Anziché intestarsi almeno un pizzico di responsabilità dell’accaduto, quanto meno per il mancato controllo di quelle strutture ridotte a bivacchi dei tagliagole e a carceri delle loro vittime, il capo dell’Unrwa, Philippe Lazzarini, ha avuto l’impudenza di dichiarare che ormai da più di un anno la sua agenzia “è stata costretta ad abbandonare tutte le sue installazioni… e da allora non ha più alcun controllo su di esse”. Probabilmente lo sventurato ha mancato di coordinarsi con i propri addetti alla comunicazione: i quali, il 3 gennaio di quest’anno, rivendicando l’insostituibilità dell’Unrwa e denunciando la tragedia imminente se essa dovesse cessare di operare, dichiaravano che “i nostri team gestiscono tutti i rifugi ONU”. Tutti tranne quelli usati da Hamas come bunker, evidentemente. Tranne quelli usati da Hamas come depositi di armi, pare. Tranne quelli usati da Hamas per tenere imprigionati gli ostaggi israeliani, appunto.

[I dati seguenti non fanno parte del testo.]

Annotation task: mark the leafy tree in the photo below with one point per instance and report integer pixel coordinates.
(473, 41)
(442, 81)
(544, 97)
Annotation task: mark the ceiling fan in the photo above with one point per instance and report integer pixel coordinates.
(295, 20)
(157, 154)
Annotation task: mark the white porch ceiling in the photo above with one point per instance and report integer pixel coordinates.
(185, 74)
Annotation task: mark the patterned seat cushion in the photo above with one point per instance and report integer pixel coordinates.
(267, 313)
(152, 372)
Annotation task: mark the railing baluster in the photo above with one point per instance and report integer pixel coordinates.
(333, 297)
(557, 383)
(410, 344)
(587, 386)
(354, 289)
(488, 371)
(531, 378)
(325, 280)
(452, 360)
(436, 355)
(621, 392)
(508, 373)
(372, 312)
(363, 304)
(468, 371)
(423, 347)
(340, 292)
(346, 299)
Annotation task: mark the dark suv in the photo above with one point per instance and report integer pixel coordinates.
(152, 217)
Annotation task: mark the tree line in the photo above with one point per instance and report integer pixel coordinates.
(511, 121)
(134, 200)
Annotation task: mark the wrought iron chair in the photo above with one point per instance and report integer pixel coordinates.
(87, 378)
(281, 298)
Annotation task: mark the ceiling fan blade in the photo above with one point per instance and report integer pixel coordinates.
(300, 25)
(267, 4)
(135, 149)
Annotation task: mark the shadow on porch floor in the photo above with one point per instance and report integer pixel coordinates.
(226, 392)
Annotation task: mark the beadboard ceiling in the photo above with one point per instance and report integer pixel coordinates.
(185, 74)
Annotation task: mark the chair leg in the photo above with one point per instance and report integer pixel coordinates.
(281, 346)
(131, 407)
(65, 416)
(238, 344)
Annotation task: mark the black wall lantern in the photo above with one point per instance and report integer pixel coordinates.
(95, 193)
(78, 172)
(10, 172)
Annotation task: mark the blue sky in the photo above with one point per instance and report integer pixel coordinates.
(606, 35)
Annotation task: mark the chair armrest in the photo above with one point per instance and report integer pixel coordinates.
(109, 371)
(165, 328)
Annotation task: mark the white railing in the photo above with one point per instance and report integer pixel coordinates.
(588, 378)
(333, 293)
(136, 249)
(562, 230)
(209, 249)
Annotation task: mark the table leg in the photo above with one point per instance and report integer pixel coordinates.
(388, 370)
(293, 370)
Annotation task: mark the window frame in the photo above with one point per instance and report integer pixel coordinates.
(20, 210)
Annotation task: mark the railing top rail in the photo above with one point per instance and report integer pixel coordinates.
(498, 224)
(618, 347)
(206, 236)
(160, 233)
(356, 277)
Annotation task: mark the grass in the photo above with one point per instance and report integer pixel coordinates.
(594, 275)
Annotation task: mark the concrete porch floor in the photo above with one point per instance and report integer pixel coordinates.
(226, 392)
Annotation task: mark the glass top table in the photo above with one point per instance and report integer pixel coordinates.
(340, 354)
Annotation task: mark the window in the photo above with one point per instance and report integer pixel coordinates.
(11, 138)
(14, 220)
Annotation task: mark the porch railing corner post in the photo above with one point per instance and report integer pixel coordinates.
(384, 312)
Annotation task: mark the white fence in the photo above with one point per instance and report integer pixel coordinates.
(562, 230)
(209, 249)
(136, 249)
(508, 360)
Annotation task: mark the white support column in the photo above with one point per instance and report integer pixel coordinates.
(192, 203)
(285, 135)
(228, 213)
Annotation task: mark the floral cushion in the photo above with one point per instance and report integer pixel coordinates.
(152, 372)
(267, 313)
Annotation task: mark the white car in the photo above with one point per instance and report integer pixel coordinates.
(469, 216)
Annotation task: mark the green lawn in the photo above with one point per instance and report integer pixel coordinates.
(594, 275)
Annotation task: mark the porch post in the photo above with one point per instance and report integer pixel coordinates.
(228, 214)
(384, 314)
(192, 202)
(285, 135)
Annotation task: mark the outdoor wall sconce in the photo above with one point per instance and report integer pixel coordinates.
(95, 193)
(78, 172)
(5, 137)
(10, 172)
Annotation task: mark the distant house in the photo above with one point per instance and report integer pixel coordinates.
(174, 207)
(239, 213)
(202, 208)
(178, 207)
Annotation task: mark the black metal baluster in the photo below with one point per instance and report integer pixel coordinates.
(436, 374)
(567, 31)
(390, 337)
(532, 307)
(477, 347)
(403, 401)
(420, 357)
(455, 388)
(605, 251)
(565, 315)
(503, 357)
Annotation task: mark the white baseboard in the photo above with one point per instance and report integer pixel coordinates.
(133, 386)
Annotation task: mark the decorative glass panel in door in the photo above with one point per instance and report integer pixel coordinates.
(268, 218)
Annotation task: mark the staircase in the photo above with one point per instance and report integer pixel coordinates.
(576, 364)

È in questo bel quadro di trasparenza e credibilità del carrozzone umanitario delle Nazioni Unite che dovranno essere tenute d’occhio, e giudicate, le iniziative della cosiddetta comunità internazionale e, in particolare, dei Paesi democratici con qualche voce in capitolo. Lasciando da parte Israele, che considera l’Unrwa un’organizzazione terroristica, una posizione eminente è – per forza di cose – occupata dagli Stati Uniti. Nei giorni scorsi hanno avuto qualche risonanza possibili iniziative di intervento della nuova amministrazione, rivolte in particolare a tagliare i fondi destinati alle agenzie dell’Onu, tra le quali l’Unrwa.

In realtà la questione è più complessa, perché già durante la precedente amministrazione erano state approvate norme di congelamento o limitative della destinazione dei fondi alla cooperazione apprestata da quelle agenzie di dubbia affidabilità. Gli ordini esecutivi che Donald Trump avrebbe alla firma in queste ore, in realtà, interverrebbero su un terreno regolatorio già acquisito da mesi, che affidava rispettivamente al Presidente e al Sottosegretario di Stato notevoli poteri di apertura o chiusura dei rubinetti in favore non solo delle agenzie dell’Onu, ma anche della stessa Autorità Nazionale Palestinese.

Non si tratta, peraltro, unicamente di soldi. I miliardi che pervengono a Gaza e nella West Bank per il tramite delle agenzie delle Nazioni Unite – adoperati quanto meno per il mantenimento di un vasto assetto parassitario, quando non distratti impunitamente verso il recipiente terrorista – giocano evidentemente un ruolo primario nelle rivendicazioni di insostituibilità di quel presidio monopolistico. Ma c’è anche altro a motivare la pervicacia dell’Unrwa nel voler mantenerne la propria grinfia sulla regione. C’è la pretesa di agirvi in un ruolo di attivo protagonismo sociale e politico contro l’“ingiusta” presenza israeliana. È, in doppio petto e incravattata, la pretesa di Hamas.